Getting ready for the past eleven years and the first thing that I did was to move the hell out of California and into the woods of Oregon. I believe that I am ready but............."To be ready is not"... Ponce


----------



## Dixie (Sep 20, 2010)

Same here, though my DH builds more cabinets for me, he just shakes his head when I bring in more groceries. I would love to have a "root cellar", but I would really be pushing it and when I order my water filter, I will have to have it delivered to a different address so I can hide it. It's not easy, but we do what we have to do and work with what we have. Good luck and just make a plan and trudge along, you will be better off than a lot of others.


----------



## BizzyB (Dec 10, 2010)

It's easy to get overwhelmed. REALLY easy to get REALLY overwhelmed. :gaah:

Get a notebook or a calendar planner and write stuff down. Make lists, goals, schedules, measurements, and notes galore. This spares your brain from having to remember everything and the panic that you might have forgotten something important. I only recommend this to every newish prepper because it saved my sanity when I was newish. And its a format that allows you to track progress and share data with your spouse.


----------



## Westfalia (Feb 24, 2011)

In the beginning I often had this feeling. I think it’s a quite normal reaction when one starts to read into the subject of survivalism and prepping. For me the most troubling outlook is the combination of the population explosion, the depletion of non renewable resources and Peak Oil in combination with a society where short term planning and Just In Time thinking dominates the long term result can be very problematic. I don’t fear an immediate collapse, of course this could take place but I don’t buy into the classic survivalist story that everything will fall apart over night with enormous consequences and anarchy straight away. 

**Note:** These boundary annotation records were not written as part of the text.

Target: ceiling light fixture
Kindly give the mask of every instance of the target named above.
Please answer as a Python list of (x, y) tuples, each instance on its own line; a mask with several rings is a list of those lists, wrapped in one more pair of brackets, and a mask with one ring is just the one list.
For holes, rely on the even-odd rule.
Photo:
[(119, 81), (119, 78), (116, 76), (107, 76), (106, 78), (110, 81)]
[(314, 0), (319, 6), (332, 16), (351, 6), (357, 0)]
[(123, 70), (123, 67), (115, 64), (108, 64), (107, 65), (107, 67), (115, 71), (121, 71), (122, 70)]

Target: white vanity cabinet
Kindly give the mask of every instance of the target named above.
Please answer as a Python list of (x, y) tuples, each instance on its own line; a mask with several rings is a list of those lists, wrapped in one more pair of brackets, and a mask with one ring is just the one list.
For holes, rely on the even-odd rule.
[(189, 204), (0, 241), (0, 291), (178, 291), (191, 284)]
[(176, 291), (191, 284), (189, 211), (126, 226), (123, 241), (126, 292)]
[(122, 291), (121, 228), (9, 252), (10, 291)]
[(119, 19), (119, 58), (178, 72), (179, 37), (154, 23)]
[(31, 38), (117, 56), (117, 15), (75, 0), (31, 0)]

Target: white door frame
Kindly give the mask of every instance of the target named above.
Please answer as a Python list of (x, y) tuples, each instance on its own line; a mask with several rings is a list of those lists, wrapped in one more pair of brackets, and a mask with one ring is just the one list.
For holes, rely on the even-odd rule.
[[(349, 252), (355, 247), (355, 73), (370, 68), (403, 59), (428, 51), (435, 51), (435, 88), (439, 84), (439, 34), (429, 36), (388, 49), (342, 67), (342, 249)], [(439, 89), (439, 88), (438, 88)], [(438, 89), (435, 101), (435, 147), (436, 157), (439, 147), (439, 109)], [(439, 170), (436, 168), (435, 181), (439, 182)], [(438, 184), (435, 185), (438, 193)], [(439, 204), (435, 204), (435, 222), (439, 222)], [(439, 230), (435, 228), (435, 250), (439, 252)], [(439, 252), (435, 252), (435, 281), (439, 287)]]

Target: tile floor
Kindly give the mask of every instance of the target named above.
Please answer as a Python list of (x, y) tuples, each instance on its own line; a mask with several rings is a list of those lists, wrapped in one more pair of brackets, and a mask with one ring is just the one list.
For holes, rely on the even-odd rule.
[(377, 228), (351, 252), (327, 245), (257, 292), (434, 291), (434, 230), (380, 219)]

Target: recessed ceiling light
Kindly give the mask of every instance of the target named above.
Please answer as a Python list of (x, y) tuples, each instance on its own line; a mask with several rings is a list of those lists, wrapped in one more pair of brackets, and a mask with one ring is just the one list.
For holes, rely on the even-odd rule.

If you truly fear a Collapse leave the Survivalist stories alone for a while and read Mary Kaldors “New and Old Wars”, one of the best books there is about modern state collapse. This is one of the main problems concerning survivalism and prepping: The scenarios imagined are not grounded in the events that we can see in the real world.

You never get fully learned when it comes to this subject. But eventually you have to come to the point when you own the process yourself. You have to a look at this subject from your climate, your setting and your situation. There is no solution that fits very person in every setting.


----------



## GroovyMike (Feb 25, 2010)

We all felt that way until we had the basics covered - deep breath. You will never be "fully prepared" but you are already better off than most. Just decide that you will be better prepared as time allows in the future and make it your gola to never be less well stocked than you are now and all will be well....


----------



## Centraltn (Feb 21, 2011)

Darlin, just keep plugging at it. Water: Food: start with the simple edible stuff.. beans, pasta, rice, then move to the staples, flour, cornmeal, sugar and salt (lots of salt incase ya have to salt fish or meat if there is no refrigeration). Get a sourdough starter so ya dont have to mess with trying to keep yeast updated, it goes useless fairly fast. Keep plugging at the food end of it till ya think ya have enough (I have found that moment only comes briefly - then ya think of something else that'd be nice to have). Look at the way your family eats- what they eat. Try to shoot for 2 lbs of food per person per day, to start with. Move to water and toiletries and hygiene, toothpaste, deodorant, shampoo etc. and meds anyone takes, try to lay in a 2 month supply first- then another month and another. Share with your dr what you are doing, most will accomodate you. Dont look at it all at once and say- "MY GOD I"LL NEVER GET THIS DONE" just take one step to start with and just keep plugging at it. You can only DO what you can DO. You cant plan for every eventuality, just START.. a little at a time- the rest will fall into place. You'll be surprised at how things come to you after you go to bed at night- ideas.. so keep a pad and pen at your night stand. You WILL get through this- we all have and continue to do so. We are all here just for your success and eachothers. Among these people is a HUGE wealth of knowledge. Don't hesitate to partake of it. Ask questions. You'll get answers


----------



## Nadja (Jan 12, 2011)

I think a lot of beginners to prepping, make several mistakes right off the bat. They go out and try and buy everything they think they will need and besides becoming broke all of a sudden realise that they really don't like to eat half the stuff they bought. Try and stock up on things your family already likes to eat and is used to. If none of you like rice for instance, don't buy 500 lbs of rice. Most people also buy gadgets rather then the real deal. Gadgets will not in most instances help you survive. 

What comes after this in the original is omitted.